Kennedy was forging straight ahead now in his exposure. “Crotalin,” he continued, “is one of the new drugs used in the treatment of epilepsy. But it is a powerful two-edged instrument. Some one who knew the drug, who perhaps had used it, has tried an artificial bite of a rattler on Veda Blair, not for epilepsy, but for another, diabolical purpose, thinking to cover up the crime, either as the result of the so-called death thought of the Lodge or as the bite of the real rattler at the Lodge.”
Kennedy had at last got under Dr. Vaughn’s guard. All his reticence was gone.
“I joined the cult,” he confessed. “I did it in order to observe and treat one of my patients for epilepsy. I justified myself. I said, ’I will be the exposer, not the accomplice, of this modern Satanism.’ I joined it and—”
“There is no use trying to shield anyone, Vaughn,” rapped out Kennedy, scarcely taking time to listen. “An epileptic of the most dangerous criminal type has arranged this whole elaborate setting as a plot to get rid of the wife who brought him his fortune and now stands in the way of his unholy love of Mrs. Langhorne. He used you to get the poison with which you treated him. He used the Rapports with money to play on her mysticism by their so-called death thought, while he watched his opportunity to inject the fatal crotalin.”
Craig faced the criminal, whose eyes now showed more plainly than words his deranged mental condition, and in a low tone added, “The Devil is in you, Seward Blair!”
CHAPTER XXV
The “Happy dust”
Veda Blair’s rescue from the strange use that was made of the venom came at a time when the city was aroused as it never had been before over the nation-wide agitation against drugs.

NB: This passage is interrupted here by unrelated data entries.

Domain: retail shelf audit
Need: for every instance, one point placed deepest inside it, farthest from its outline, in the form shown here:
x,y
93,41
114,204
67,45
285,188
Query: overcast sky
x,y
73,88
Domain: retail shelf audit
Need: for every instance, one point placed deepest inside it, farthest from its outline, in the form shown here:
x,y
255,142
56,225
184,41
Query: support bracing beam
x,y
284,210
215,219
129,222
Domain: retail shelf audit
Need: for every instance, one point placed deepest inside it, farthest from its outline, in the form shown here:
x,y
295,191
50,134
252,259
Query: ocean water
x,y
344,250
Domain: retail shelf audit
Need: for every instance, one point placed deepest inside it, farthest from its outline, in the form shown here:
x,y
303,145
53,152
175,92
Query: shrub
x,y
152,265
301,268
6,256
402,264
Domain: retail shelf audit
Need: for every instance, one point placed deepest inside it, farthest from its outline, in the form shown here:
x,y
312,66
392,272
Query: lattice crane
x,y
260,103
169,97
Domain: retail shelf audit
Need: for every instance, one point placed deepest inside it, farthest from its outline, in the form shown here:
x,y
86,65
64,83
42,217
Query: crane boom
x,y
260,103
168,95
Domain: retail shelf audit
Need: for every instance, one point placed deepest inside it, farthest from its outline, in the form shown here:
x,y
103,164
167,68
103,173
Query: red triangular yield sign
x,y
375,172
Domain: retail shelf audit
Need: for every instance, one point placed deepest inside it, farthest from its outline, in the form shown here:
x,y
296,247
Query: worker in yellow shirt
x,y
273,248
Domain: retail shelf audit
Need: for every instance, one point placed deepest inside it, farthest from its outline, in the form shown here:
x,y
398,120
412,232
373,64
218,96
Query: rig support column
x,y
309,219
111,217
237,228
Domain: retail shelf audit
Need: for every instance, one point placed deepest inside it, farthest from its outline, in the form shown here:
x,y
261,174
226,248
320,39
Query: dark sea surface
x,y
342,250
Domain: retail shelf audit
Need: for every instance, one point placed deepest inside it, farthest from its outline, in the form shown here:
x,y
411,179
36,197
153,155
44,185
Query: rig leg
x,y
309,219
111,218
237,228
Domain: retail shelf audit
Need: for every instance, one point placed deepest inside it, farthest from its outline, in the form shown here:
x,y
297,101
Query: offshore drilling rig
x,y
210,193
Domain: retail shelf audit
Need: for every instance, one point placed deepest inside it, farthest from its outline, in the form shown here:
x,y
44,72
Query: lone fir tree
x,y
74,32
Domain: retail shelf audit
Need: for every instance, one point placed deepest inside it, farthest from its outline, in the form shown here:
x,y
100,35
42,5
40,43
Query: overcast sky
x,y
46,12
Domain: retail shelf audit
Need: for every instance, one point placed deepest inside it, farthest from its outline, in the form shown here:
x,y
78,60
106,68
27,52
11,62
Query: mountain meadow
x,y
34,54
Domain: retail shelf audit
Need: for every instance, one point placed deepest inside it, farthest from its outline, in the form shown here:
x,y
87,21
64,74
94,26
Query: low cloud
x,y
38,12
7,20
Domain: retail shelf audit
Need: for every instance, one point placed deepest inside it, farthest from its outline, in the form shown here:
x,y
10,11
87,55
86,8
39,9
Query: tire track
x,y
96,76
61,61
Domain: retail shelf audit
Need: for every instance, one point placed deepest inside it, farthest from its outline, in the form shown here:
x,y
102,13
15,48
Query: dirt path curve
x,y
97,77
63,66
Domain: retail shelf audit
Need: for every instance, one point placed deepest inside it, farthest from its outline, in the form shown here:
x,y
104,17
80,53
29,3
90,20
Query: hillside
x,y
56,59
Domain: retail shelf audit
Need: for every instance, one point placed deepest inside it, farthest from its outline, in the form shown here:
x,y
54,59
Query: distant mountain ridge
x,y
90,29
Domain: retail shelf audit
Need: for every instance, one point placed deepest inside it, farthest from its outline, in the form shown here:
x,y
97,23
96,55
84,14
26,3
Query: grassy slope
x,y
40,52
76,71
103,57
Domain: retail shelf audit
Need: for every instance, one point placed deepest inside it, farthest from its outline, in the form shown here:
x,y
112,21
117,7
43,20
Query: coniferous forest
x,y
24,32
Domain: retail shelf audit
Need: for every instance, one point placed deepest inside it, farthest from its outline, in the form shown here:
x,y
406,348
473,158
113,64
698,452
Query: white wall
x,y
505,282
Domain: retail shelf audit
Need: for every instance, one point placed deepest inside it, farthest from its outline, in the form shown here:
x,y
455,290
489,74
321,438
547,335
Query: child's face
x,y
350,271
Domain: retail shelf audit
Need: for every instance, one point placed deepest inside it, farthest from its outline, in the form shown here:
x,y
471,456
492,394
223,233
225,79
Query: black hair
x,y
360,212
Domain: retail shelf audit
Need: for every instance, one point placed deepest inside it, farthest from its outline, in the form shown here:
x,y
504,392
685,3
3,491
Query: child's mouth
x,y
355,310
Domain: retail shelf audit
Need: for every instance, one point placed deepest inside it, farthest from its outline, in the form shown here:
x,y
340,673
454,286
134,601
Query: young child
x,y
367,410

Already, it will be recalled, Kennedy and I had had some recent experience with dope fiends of various kinds, but this case I set down because it drew us more intimately into the crusade.
“I’ve called on you, Professor Kennedy, to see if I can’t interest you in the campaign I am planning against drugs.”
Mrs. Claydon Sutphen, social leader and suffragist, had scarcely more than introduced herself when she launched earnestly into the reason for her visit to us.
“You don’t realize it, perhaps,” she continued rapidly, “but very often a little silver bottle of tablets is as much a necessary to some women of the smart set as cosmetics.”